Quando velhas estrelas revelam os segredos do Universo

Recentemente, informamos a vocês que os cientistas não pouparam esforços para entender um pouco mais sobre as origens do nosso Universo e seu funcionamento, em particular, realizando simulações do Universo cada vez mais próximas da realidade. Mas este não é o único método utilizado pelos cientistas para estudar o nosso Universo.

Até agora, os cientistas usaram dois métodos comuns para medir a constante de Hubble, que é a taxa atual de expansão do Universo.
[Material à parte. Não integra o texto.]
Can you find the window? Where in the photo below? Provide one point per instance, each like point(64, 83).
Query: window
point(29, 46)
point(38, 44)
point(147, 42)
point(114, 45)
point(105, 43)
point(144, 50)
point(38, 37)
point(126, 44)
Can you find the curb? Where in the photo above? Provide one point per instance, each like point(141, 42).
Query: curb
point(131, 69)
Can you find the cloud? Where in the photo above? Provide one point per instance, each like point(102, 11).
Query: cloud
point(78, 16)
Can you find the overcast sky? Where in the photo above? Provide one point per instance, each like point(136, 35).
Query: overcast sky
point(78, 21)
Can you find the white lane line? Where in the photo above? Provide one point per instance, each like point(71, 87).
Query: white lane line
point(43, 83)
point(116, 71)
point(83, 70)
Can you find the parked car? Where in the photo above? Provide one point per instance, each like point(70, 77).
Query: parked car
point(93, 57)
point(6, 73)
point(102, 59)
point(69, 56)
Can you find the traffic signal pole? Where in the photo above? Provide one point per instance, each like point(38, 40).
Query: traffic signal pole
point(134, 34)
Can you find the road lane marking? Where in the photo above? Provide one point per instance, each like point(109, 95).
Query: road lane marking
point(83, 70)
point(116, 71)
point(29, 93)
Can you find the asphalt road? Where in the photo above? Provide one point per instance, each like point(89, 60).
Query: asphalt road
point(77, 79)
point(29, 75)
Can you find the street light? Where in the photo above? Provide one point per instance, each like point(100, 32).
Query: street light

O primeiro método é medir a luminosidade de supernovas distantes e o segundo método é examinar a luz residual do universo primitivo ou o fundo cósmico de micro-ondas.

Créditos Pixabay

No entanto, esses dois métodos não deram os mesmos resultados, colocando os cientistas em dúvida. Mas foi mencionado um terceiro método que poderia, desta vez, ser unânime.

Estrelas antigas podem nos dizer mais sobre o tamanho do Universo

O método é chamado de método JAGB. Isto é’ ” uma técnica que se baseia na medição de distâncias para um tipo específico de estrela envelhecida em outras galáxias “, relata-nos Notícias do mundo. De acordo com Abigail Lee, astrofísica e estudante de pós-graduação da Universidade de Chicago e principal autora do estudo, este novo estudo pode nos dizer mais sobre a taxa de expansão do Universo.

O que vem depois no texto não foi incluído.